Le marché s’attend presque unanimement à ce que la Réserve fédérale n’abaisse pas ses taux lors de ses prochaines réunions, voire qu’elle supprime la formulation « biais accommodant », qui laisse entendre une possible baisse des taux.
Rédaction : Bu Shuqing
Source : WallStreetCN
La première réunion de politique monétaire de la Réserve fédérale sous la présidence de Kevin Warsh suscite une forte attention, mais les attentes du marché concernant ses premières mesures restent extrêmement limitées.
Dans la nuit de jeudi, heure de Pékin, la Réserve fédérale publiera sa décision la plus récente sur les taux d’intérêt. Selon une enquête menée par CNBC auprès de la Fed, les 32 économistes, gestionnaires de fonds et stratèges interrogés s’accordent largement à prévoir que la Réserve fédérale ne modifiera pas ses taux lors de cette réunion ni lors de toute réunion avant 2027.

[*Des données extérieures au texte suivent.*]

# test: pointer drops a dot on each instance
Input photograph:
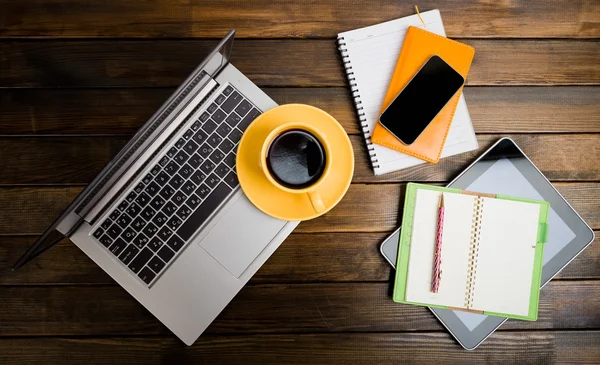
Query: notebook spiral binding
(357, 102)
(474, 251)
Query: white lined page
(373, 52)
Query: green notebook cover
(405, 240)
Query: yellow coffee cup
(296, 158)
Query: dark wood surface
(78, 77)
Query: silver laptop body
(185, 277)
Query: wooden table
(78, 77)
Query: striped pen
(437, 270)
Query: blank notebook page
(504, 267)
(373, 52)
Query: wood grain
(302, 258)
(365, 208)
(273, 62)
(539, 347)
(499, 109)
(77, 160)
(288, 308)
(307, 18)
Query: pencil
(437, 270)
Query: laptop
(166, 218)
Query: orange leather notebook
(419, 45)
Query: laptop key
(232, 180)
(106, 241)
(207, 166)
(167, 192)
(175, 243)
(195, 160)
(190, 147)
(193, 201)
(131, 197)
(140, 260)
(188, 187)
(204, 117)
(184, 212)
(157, 203)
(174, 222)
(124, 220)
(224, 130)
(189, 227)
(148, 213)
(209, 126)
(162, 178)
(147, 275)
(166, 254)
(185, 171)
(150, 230)
(169, 208)
(231, 102)
(165, 233)
(156, 264)
(205, 150)
(200, 137)
(243, 108)
(181, 157)
(218, 116)
(188, 134)
(138, 223)
(152, 189)
(171, 168)
(114, 231)
(108, 222)
(98, 233)
(198, 177)
(203, 191)
(143, 199)
(220, 99)
(179, 198)
(117, 247)
(133, 210)
(233, 120)
(140, 240)
(128, 235)
(226, 145)
(128, 254)
(159, 219)
(217, 156)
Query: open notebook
(492, 250)
(370, 55)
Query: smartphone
(421, 100)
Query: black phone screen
(421, 100)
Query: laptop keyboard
(195, 175)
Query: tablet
(505, 169)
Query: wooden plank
(540, 347)
(273, 62)
(291, 308)
(365, 208)
(312, 18)
(301, 258)
(499, 109)
(77, 160)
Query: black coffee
(296, 159)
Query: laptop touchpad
(240, 236)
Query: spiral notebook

Par ailleurs, 88 % des répondants anticipent que la Fed supprimera cette semaine l’expression « biais accommodant » de son communiqué — formulation qui avait jusqu’alors laissé entendre que la prochaine mesure serait une baisse des taux. Ce changement d’attente signifie que les paris sur une baisse des taux disparaissent officiellement du champ des perspectives à court terme.

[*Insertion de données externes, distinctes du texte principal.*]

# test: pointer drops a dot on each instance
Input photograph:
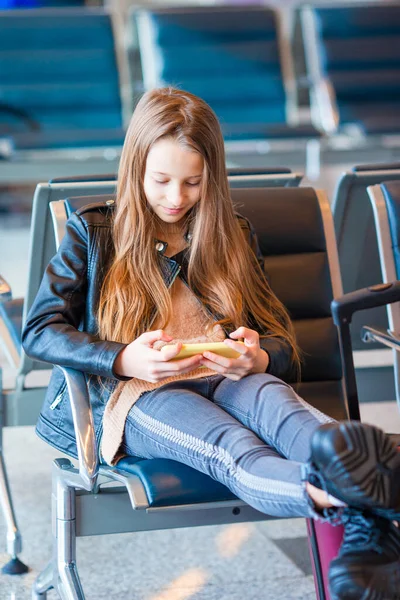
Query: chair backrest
(353, 60)
(385, 201)
(235, 58)
(42, 244)
(58, 70)
(296, 237)
(356, 238)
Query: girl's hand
(139, 359)
(252, 360)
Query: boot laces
(361, 531)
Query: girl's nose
(176, 196)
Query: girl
(171, 262)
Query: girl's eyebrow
(167, 175)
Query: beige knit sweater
(188, 324)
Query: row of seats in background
(69, 79)
(297, 239)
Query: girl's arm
(51, 331)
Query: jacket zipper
(58, 398)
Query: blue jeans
(251, 435)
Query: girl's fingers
(169, 351)
(239, 347)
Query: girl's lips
(172, 211)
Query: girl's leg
(273, 410)
(180, 422)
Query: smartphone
(216, 347)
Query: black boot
(358, 464)
(368, 564)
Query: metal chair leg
(68, 582)
(43, 583)
(14, 541)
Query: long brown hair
(223, 271)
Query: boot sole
(359, 463)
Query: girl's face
(172, 179)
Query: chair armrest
(5, 290)
(344, 307)
(387, 338)
(84, 426)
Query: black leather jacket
(61, 327)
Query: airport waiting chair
(236, 58)
(357, 247)
(21, 405)
(59, 79)
(296, 235)
(385, 200)
(352, 58)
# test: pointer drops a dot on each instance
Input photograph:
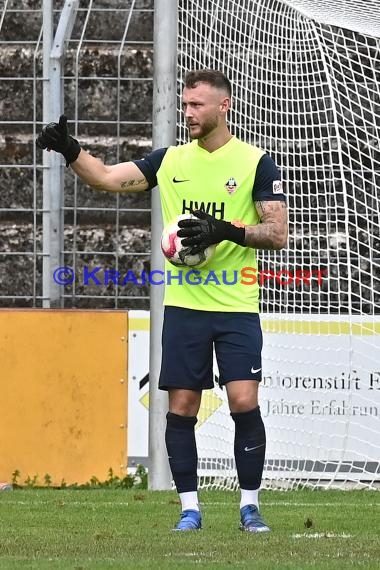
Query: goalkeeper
(236, 192)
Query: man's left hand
(205, 230)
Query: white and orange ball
(178, 254)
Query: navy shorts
(188, 339)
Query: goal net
(306, 77)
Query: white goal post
(306, 77)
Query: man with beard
(235, 192)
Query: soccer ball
(178, 254)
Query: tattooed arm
(272, 232)
(122, 177)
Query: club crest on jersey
(231, 185)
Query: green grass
(125, 529)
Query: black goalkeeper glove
(205, 230)
(55, 136)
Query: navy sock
(182, 451)
(249, 447)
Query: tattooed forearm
(133, 183)
(272, 232)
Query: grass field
(85, 529)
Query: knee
(183, 403)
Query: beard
(202, 131)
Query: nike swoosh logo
(252, 448)
(177, 181)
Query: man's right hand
(55, 136)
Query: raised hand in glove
(204, 230)
(55, 136)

L’inflation élevée constitue la raison principale du statu quo en matière de taux. Les répondants soulignent que les politiques tarifaires du gouvernement Trump ainsi que les tensions entre les États-Unis et l’Iran ont fait grimper l’inflation, éliminant pratiquement toute marge pour une baisse des taux. Par ailleurs, bien que Warsh soit généralement perçu comme un « faucon » modéré (ou « pigeon »), il hérite d’un comité dont la position s’est nettement durcie. Certains responsables ont déjà déclaré publiquement que, si l’inflation persiste au-dessus de l’objectif, une hausse des taux devrait demeurer une option envisageable.
Perspectives des taux : aucune baisse attendue, une hausse non plus dans le scénario de base
Les résultats de l’enquête montrent que les répondants maintiennent leurs prévisions concernant le taux des fonds fédéraux à son niveau actuel de 3,62 % jusqu’en 2027. Bien que les cours élevés du pétrole exercent une pression inflationniste, les répondants ne jugent pas qu’ils déclencheront une hausse des taux.
Gregory Daco, économiste en chef chez EY, déclare : « Bien que Warsh soit généralement considéré comme un “pigeon”, il prendra la tête d’un comité dont la posture s’est nettement durcie. Plusieurs décideurs politiques ont récemment affirmé qu’une hausse des taux devrait rester une option si l’inflation persiste au-dessus de l’objectif, et les pressions inflationnistes liées à l’énergie ne feront que renforcer encore davantage cette tendance. »
Warsh lui-même a indiqué que les taux pourraient être plus bas, mais face à la récente remontée de l’inflation et au renforcement des indicateurs de l’emploi, il n’a pas encore précisé s’il a revu ses propres anticipations. Après la clôture de l’enquête, des informations sur un éventuel accord entre les États-Unis et l’Iran sont apparues, ce qui pourrait offrir à Warsh une marge de manœuvre pour procéder à une baisse des taux plus tôt que prévu — mais cela reste, pour l’heure, une hypothèse incertaine.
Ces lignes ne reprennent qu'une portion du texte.